Now, for series titled "True Tears", it really is less of a straight up tearjerker and closer to a relatively mundane drama between normal people that eschews alot of the harem tropes that were commonplace at the time. Almost everyone has their own emotional baggage and in true adolescent fashion, are legitimately afraid, afraid of communicating about it, afraid of hurting others, and people get hurt because of things they cannot control. The slowly building tension and conflicts between the characters serve as the primary driving force of the plot and serves as a very engrossing ride through all 13 episodes. It borders on overly melodramatic near the end and its heavy use of symbolism might fly right over the heads of many viewers on first watch, but neither of these minor nitpicks bogs down the otherwise very compelling story.
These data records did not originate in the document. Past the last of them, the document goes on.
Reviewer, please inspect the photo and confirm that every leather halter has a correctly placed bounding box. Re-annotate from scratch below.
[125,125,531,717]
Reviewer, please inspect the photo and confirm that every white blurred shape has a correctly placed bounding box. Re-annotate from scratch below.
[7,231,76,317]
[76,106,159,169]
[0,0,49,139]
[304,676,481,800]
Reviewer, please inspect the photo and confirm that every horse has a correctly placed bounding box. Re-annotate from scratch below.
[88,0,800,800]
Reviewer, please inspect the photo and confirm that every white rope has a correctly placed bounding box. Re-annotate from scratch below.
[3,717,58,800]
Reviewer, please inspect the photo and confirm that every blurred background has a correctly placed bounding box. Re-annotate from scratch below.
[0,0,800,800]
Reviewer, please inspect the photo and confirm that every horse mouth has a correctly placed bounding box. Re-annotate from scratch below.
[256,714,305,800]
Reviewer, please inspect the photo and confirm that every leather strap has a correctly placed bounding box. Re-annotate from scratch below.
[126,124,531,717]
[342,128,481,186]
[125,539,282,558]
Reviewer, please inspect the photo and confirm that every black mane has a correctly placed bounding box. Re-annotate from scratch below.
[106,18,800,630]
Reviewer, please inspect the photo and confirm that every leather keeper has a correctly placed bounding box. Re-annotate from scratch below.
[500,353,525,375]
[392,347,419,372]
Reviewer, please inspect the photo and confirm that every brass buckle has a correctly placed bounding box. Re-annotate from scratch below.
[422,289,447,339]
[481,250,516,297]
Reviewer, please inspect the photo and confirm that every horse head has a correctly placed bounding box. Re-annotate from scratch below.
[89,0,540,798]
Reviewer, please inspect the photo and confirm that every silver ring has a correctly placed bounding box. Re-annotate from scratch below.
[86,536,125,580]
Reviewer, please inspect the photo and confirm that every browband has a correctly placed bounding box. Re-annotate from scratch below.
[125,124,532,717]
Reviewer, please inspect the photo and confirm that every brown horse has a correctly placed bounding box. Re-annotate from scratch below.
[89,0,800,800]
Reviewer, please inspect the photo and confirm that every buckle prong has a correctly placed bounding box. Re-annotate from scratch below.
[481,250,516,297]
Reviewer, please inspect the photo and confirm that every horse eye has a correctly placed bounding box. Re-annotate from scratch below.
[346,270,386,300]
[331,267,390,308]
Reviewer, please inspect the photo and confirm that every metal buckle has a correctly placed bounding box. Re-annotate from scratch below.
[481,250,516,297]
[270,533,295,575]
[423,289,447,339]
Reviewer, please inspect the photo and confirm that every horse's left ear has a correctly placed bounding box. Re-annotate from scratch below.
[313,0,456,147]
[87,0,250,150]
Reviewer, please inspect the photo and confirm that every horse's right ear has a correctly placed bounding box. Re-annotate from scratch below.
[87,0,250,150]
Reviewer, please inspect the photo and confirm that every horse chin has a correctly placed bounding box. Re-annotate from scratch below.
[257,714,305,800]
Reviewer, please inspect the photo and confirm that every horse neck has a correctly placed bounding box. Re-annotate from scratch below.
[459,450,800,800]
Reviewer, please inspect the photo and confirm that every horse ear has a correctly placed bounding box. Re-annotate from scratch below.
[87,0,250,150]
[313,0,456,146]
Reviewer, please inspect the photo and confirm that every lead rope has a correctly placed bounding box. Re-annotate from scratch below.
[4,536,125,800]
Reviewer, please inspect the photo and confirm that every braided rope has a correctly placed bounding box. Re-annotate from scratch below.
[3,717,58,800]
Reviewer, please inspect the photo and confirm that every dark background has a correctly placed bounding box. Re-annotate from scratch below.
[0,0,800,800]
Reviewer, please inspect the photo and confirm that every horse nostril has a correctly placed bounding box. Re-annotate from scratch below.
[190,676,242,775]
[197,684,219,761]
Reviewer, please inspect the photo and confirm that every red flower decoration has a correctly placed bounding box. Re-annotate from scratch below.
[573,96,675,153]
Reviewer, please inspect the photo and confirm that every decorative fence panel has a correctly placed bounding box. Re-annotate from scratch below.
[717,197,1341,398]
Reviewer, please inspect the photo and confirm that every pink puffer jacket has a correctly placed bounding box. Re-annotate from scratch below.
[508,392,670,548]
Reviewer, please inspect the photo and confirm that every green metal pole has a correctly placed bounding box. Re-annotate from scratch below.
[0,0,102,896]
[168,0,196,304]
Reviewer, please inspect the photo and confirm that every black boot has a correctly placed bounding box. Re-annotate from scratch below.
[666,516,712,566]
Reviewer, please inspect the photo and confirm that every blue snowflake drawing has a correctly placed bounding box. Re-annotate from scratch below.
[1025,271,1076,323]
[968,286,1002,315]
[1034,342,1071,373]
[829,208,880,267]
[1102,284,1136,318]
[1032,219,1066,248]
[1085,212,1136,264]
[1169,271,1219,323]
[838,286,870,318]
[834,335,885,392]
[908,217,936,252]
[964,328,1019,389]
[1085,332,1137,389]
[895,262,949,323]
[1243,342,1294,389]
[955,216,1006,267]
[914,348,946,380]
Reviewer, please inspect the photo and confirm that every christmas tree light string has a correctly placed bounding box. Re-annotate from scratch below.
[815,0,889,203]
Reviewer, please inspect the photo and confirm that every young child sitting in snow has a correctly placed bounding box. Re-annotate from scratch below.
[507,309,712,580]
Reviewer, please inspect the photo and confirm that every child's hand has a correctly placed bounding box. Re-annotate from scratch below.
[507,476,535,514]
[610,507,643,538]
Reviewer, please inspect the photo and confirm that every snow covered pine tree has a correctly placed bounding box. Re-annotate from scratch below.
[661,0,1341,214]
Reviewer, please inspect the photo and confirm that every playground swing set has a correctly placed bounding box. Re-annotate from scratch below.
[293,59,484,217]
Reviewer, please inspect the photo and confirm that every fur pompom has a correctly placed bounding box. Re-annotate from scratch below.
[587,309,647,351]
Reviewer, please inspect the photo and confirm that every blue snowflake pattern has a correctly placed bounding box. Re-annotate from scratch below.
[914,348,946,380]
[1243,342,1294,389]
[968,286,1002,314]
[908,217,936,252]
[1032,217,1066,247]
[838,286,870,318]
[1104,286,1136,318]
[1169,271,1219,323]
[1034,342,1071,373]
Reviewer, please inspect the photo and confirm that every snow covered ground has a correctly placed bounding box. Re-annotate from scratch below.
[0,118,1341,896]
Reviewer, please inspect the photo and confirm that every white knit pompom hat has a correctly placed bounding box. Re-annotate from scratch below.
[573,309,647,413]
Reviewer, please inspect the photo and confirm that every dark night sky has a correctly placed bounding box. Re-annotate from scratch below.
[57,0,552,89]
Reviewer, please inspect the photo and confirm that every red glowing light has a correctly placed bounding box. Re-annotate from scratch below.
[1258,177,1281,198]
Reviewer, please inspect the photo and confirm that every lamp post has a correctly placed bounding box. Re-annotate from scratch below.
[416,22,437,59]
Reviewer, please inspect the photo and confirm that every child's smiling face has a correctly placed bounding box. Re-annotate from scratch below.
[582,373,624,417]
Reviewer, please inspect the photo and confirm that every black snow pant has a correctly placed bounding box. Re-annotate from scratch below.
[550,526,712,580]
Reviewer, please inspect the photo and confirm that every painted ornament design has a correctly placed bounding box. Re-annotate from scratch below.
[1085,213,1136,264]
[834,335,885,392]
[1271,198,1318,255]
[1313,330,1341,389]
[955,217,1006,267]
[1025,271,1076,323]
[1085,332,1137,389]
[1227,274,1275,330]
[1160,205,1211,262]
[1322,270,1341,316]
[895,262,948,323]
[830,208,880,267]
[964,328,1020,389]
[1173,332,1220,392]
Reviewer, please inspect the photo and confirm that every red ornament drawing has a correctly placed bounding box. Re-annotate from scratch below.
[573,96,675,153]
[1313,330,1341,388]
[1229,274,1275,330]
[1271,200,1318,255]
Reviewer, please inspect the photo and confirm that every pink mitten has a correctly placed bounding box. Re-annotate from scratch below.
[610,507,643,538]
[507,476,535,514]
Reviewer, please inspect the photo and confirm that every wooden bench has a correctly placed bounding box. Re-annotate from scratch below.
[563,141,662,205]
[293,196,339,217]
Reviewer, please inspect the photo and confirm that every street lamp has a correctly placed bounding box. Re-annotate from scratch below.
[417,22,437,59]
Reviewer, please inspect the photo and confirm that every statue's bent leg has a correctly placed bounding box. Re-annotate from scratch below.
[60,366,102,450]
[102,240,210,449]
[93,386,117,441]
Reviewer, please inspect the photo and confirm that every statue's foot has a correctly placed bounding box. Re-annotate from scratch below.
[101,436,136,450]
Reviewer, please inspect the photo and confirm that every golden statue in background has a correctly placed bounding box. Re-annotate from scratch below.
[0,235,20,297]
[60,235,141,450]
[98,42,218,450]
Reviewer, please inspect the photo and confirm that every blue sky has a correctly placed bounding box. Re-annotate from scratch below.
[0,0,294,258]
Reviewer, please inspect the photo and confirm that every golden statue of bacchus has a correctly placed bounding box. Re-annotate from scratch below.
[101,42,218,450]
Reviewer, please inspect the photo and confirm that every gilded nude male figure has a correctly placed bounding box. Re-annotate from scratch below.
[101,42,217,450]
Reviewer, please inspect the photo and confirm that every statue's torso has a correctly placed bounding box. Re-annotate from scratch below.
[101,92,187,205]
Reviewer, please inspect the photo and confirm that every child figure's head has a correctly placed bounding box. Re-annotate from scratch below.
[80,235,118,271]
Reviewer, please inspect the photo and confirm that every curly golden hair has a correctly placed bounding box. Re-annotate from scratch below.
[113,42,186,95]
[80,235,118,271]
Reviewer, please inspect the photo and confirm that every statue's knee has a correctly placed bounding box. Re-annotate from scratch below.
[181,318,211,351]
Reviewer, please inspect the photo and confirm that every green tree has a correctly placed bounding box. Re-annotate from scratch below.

Where the series really shines, and this will be very apparent very early on, is how good the show looks and sounds. P.A.Works surprised alot of people with their excellent debut work, and this sets a strong precedent for excellent production the studio would later be known for: fantastic art design, cohesive visual look, quality animation, intricate attention to details, and little to no noticeable errors throughout. Watching it way back 2008, it truly felt a significant step up from the usual shows, and few others could claim to meet the same production standards. The particular storytelling style of the show also sets the groundwork on how P.A.Works crafts their later much acclaimed Hanasaku Iroha and and Nagi no Asakura (P.A.Works have improved a lot since then), mixing slice-of-life and drama into a formula that is both compelling and believable.

Big props also to the great audio-work by Kikuchi Hajime, with his strong piano and violin score complementing both mundane and dramatic moments well and strongly enhances the whole experience. The ending theme in particular is also a personal favorite of mine.

True Tears tells a story about growing up that is compelling start to finish. Its short, its engaging and well worth the investment into watching it.